After multiple requests, officers finally said they would arrest Jones for impersonating a police offer and book him as John Doe. At that point, Jones showed his badge and officers determined he was from the Perry City Police Department, although they did not know his name or rank.
Because the situation was escalating and Jones continued to be provocative and hostile, officers on scene contacted a supervisor according to department policy. Chief Max Jackson was off duty that day but responded to the scene.
While en route, he contacted Willard Police Chief Nate Johnson and asked him to contact Jones because there was an issue in Harrisville with one of Perry's officers. However, when he arrived at the scene, Jackson immediately recognized Jones.
When Jackson arrived, Jones refused to talk with the other two officers.
"Jones then showed me his receipt for the purchased merchandise and told me that he was incensed that he had been asked to produce the receipt, and felt like he was being accused of stealing," said Jackson in a police report. "I told him I thought it odd that he of all people, having a Walmart in his jurisdiction, and knowing what store policies were, should find it offensive."
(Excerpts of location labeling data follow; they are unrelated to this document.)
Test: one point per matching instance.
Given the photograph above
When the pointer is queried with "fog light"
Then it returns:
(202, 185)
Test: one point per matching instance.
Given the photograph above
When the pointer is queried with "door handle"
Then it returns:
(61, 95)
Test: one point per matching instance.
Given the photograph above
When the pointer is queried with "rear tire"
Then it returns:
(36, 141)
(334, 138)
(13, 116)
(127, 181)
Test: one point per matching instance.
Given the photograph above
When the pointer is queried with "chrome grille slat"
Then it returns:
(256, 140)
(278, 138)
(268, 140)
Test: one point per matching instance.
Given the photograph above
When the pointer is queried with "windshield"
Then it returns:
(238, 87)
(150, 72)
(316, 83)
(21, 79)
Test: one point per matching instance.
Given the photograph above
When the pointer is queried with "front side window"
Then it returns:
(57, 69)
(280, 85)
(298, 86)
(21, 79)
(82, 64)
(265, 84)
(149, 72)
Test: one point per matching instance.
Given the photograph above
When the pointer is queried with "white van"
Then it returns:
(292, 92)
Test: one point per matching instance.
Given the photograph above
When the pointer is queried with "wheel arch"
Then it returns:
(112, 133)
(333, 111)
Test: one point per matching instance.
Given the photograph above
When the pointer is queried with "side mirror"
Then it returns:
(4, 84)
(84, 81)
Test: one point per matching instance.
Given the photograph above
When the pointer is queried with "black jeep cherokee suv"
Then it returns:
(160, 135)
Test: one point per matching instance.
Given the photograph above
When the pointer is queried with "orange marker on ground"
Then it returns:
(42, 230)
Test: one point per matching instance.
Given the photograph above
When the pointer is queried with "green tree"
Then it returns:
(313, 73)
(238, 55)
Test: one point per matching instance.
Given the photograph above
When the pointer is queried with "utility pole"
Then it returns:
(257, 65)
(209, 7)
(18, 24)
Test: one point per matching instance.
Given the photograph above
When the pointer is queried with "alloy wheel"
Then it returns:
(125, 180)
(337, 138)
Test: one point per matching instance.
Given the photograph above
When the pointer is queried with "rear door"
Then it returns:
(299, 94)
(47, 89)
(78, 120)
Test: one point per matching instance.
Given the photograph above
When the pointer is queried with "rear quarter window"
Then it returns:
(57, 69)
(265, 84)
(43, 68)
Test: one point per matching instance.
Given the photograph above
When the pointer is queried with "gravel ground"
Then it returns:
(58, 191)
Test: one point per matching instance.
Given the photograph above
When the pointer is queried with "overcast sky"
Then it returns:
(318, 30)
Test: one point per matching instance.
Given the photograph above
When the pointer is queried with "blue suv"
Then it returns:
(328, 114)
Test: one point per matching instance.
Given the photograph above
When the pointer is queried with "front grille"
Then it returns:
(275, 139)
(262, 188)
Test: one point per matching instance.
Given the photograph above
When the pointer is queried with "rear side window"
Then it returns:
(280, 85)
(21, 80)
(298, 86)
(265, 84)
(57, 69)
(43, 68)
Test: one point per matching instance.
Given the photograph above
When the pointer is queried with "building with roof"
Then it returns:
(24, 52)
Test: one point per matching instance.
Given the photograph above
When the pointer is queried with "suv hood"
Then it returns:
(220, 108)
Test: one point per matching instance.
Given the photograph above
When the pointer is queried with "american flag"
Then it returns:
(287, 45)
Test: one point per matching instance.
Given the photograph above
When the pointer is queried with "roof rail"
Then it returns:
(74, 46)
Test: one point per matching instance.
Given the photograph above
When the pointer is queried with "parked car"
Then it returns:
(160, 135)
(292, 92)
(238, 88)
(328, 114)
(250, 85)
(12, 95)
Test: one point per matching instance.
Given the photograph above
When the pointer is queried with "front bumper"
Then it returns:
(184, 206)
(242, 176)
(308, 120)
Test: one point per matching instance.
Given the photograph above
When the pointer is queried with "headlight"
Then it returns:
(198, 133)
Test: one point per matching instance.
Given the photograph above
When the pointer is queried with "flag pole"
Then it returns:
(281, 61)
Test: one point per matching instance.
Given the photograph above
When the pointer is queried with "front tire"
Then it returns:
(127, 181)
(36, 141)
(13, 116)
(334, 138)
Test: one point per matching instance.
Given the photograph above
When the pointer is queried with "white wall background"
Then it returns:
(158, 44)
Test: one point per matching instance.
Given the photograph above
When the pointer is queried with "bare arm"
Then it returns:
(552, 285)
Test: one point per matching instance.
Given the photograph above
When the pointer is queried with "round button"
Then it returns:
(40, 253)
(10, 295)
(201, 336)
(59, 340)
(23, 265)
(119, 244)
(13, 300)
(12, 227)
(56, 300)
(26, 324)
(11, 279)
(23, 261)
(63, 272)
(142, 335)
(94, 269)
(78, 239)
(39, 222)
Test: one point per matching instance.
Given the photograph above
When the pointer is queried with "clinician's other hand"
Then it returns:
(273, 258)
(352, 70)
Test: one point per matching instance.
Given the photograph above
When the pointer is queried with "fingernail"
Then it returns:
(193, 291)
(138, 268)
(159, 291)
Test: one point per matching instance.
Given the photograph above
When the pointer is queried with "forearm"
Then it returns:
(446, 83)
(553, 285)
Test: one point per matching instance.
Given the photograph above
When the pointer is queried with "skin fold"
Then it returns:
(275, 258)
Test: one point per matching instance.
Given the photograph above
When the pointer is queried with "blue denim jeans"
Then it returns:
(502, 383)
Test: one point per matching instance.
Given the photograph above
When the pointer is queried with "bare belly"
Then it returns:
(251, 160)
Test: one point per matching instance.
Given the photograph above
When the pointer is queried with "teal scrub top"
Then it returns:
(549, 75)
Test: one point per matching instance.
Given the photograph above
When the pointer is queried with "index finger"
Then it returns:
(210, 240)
After discussion with Jackson, Jones calmed down and was allowed to leave the premises. However, after talking to witnesses, Jackson decided to gather statements and to have the city prosecutor screen Jones' actions for assault, disorderly conduct and failure to identify himself.
Charges of disorderly conduct and failure to identify himself, both misdemeanor offenses, were filed Monday in the Harrisville Justice Court.
In the meantime, Jones has been placed on administrative leave and Perry City Mayor Jerry Nelson has requested a full investigation into the incident.
"As soon as I have the results from that investigation, then we'll see what action needs to be taken from Perry City's point of view," said Nelson.
In an unrelated incident, Nelson said a second Perry police officer has also been placed on administrative leave while the city investigates allegations of work-related policy violations. Nelson did not release the officer's name and said he does not have the full details.
The Perry City Police Department has two full-time police officers, and four part-time officers. However, with assistance from reserve officers, Nelson said the city still has adequate police coverage.
Brigham City and Willard police departments have said they can provide assistance if required.